“We stand together on this battleground. We are not going away!”
That was the message Dr. Kirkland Hall delivered to a crowd of about 100 gathered on the lawn of the Talbot County Courthouse Tuesday evening to protest the Confederate monument.
“Move the statue and vote like your lives depend on it, “ said Hall, a former professor at the University of Maryland Eastern Shore and a commissioner on the Maryland Lynching Truth and Reconciliation Commission.
Hall was one of four speakers at the rally, the fifth gathering held by The Move the Monument Coalition during the Talbot County Council meeting.
The rally is part of an ongoing commitment to gather the nights the Talbot County Council meets to send the message that their 3-to-2 vote to leave the statue in place does not represent the sentiments of the majority of Talbot County’s citizens who will continue to push for its removal.
All of the speakers spoke of the monument, erected in 1916 during the Jim Crow era, as a symbol calculated to intimidate Blacks and to keep them from enjoying full rights and privileges. Its continued presence is an affront, they said.
Hall spoke of growing up in an era when Blacks on the Eastern Shore had to walk on one side of the street and drink out of “colored-only” water fountains. “I am confused; I am disappointed that we still have to fight this fight,” he said.
Jazzmine Davis, a founder of Collective Majority, a community activist group that focuses on social justice issues, said the statue “sends a clear message to black residents that our feelings don’t matter.”
“We’re angry; we’re sad and we’re tired,” she said.
Rose Potter, who served two terms as commissioner for the town of Trappe and ran for County Council in 2018, spoke of the monument’s presence on the courthouse lawn as “tormenting and distressing.”
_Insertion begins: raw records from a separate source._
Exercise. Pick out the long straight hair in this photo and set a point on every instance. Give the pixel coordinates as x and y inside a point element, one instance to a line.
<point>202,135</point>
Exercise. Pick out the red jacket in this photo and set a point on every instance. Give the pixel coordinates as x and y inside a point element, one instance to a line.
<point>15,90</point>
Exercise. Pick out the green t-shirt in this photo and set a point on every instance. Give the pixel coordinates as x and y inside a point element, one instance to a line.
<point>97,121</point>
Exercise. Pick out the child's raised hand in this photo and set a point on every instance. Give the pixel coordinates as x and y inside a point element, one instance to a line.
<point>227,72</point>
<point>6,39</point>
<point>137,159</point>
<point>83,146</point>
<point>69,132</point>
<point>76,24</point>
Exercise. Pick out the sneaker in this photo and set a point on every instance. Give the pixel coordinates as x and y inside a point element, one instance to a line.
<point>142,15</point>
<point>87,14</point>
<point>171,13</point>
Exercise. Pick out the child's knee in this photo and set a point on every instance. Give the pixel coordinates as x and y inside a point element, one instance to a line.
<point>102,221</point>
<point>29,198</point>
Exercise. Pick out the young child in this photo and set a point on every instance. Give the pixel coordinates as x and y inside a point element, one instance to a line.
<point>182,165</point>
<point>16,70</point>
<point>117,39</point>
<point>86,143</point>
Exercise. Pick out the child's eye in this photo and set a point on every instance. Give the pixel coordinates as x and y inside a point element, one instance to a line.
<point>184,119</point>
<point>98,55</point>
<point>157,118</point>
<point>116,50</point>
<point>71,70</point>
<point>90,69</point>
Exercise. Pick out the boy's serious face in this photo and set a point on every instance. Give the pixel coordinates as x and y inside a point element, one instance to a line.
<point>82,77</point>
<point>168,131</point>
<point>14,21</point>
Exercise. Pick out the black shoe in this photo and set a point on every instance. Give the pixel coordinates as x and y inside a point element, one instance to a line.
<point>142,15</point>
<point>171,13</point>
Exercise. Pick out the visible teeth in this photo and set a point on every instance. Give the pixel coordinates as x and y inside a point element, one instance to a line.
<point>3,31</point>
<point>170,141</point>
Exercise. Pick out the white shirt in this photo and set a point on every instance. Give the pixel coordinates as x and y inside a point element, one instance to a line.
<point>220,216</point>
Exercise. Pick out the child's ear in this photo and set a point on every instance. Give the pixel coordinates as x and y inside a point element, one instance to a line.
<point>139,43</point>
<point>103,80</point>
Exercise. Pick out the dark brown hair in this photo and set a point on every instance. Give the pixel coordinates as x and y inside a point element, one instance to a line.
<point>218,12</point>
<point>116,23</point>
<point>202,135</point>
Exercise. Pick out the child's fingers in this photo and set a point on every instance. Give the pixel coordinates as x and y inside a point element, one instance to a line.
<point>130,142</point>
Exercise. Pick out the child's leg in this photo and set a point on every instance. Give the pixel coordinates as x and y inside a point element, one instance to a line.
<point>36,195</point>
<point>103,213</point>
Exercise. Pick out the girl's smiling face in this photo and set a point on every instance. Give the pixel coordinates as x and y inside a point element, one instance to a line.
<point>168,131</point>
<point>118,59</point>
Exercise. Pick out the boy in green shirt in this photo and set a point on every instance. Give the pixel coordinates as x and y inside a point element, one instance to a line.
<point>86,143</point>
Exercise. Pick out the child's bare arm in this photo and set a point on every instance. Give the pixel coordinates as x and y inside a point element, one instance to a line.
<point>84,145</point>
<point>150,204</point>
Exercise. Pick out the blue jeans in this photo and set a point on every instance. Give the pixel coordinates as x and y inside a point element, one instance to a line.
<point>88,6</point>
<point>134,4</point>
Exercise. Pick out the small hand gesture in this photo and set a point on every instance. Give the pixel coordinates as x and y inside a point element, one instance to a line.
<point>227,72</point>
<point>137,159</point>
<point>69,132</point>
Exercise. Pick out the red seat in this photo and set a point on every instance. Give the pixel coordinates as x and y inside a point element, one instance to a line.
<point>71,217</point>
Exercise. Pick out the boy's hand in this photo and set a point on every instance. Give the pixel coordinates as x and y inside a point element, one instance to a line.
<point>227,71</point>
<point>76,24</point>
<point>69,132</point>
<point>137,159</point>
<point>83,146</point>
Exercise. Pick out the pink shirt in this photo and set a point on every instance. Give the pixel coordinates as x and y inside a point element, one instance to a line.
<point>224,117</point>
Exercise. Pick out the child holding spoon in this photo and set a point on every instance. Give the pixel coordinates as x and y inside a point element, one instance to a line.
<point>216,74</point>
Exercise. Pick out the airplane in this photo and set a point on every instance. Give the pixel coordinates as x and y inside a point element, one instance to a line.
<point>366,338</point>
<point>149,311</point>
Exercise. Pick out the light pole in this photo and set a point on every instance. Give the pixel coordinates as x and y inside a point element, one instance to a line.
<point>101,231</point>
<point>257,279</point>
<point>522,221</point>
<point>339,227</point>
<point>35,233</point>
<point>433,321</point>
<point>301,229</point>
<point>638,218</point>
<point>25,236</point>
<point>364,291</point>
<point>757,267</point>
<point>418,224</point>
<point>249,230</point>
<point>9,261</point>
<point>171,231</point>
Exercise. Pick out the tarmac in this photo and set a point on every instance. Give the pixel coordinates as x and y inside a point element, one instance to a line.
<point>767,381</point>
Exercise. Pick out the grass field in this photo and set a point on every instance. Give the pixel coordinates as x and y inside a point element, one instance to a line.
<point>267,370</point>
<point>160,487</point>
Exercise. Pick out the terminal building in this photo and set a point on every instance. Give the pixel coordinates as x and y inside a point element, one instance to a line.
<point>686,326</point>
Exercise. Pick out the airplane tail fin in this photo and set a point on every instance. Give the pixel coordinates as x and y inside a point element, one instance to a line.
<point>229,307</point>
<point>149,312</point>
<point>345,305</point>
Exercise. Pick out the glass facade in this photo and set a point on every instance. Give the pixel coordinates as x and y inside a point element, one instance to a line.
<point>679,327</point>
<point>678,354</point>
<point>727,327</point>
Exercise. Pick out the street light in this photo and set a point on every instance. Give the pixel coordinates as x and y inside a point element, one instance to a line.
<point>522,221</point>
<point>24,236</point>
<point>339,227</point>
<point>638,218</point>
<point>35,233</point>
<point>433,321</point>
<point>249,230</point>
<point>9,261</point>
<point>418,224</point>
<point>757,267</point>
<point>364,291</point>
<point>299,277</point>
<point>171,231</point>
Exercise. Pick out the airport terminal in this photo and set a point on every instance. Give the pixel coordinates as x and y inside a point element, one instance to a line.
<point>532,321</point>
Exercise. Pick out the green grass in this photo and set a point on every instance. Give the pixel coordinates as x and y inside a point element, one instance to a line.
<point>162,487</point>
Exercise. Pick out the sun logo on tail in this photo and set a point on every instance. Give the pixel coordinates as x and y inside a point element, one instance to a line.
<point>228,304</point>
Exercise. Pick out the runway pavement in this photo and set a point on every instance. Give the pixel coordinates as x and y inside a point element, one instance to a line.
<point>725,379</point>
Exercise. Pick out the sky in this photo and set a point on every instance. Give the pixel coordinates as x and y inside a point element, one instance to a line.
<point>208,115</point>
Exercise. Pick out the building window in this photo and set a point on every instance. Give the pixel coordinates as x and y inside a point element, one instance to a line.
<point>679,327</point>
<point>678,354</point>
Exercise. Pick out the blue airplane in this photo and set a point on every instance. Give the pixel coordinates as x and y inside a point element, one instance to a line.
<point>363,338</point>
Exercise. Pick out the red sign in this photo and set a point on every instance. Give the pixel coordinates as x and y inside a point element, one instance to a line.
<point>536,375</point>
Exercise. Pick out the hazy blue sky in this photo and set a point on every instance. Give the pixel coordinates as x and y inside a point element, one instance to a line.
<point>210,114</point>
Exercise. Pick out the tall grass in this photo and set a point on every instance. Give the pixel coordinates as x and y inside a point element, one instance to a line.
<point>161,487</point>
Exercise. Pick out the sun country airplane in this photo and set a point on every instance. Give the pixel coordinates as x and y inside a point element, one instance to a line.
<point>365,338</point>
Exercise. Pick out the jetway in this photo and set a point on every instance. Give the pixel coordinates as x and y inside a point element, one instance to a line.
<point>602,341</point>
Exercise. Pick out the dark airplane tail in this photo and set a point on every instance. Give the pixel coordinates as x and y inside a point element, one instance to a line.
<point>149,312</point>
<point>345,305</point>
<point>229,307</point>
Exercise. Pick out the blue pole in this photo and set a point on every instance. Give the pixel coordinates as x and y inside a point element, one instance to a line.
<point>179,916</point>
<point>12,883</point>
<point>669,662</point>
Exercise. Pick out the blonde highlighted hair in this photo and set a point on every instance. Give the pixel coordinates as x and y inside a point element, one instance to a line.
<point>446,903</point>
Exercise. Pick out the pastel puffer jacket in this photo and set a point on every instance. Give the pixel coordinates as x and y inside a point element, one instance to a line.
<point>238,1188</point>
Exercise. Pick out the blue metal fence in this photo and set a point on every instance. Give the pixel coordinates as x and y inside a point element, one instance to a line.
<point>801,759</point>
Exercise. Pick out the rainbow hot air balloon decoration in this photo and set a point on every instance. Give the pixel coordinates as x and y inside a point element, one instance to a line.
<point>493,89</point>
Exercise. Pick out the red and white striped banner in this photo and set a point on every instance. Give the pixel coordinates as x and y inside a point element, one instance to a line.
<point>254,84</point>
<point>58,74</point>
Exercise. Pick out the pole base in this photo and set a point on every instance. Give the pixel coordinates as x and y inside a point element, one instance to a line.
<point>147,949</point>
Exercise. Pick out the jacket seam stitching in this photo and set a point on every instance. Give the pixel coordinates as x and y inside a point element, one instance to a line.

“It is not moral or respectable to have this depiction,” she said.
Tranel Stanford, one of three members of A Tribe Called 3, a podcast that focuses on social justice issues, told the crowd that the “statue represents all the negativity we face as Black people.”
“If we enter the courthouse, we have to go by that. It’s a slap in the face,” he said.
Doug Cephas, another member of A Tribe Called 3, added:
“This statue doesn’t belong next to the Frederick Douglass statue. It doesn’t belong in front of the courthouse. It belongs in the bottom of the Chesapeake Bay. It’s an absolute abomination that we are still even talking about this statue in 2020, especially considering the year we have had.”
The next rally will be 6 p.m., Nov. 10, to coincide with the next County Council meeting.
Anne Stalfort says
Agree 100%. It is 2020 and Talbot County has a racist statue on its courthouse grounds. That is a fact. Everyone in our community should be horrified and demand its removal. It’s not history; it’s a symbol of hate.
Glenn Baker says
Why should TALBOT Citizens have a vote on The Talbot Boys?
1. Why our Talbot Boys went south is not known by these disrupters.
2. The Spy quotes 5 complainers from Tuesday. ONE is a TALBOT citizen. The other FOUR are just looking for something to cancel.
3. Most don’t know about the Federal Invasion and arrests of our leaders in 1861. (Nor do they care, doesn’t fit their agenda.
4. These interrupters bought into the “Jim Crow” narrative invented in this century by the Southern Poverty Law Center. (Look it up).
5. Most of our citizens and council members know the history, not the myths.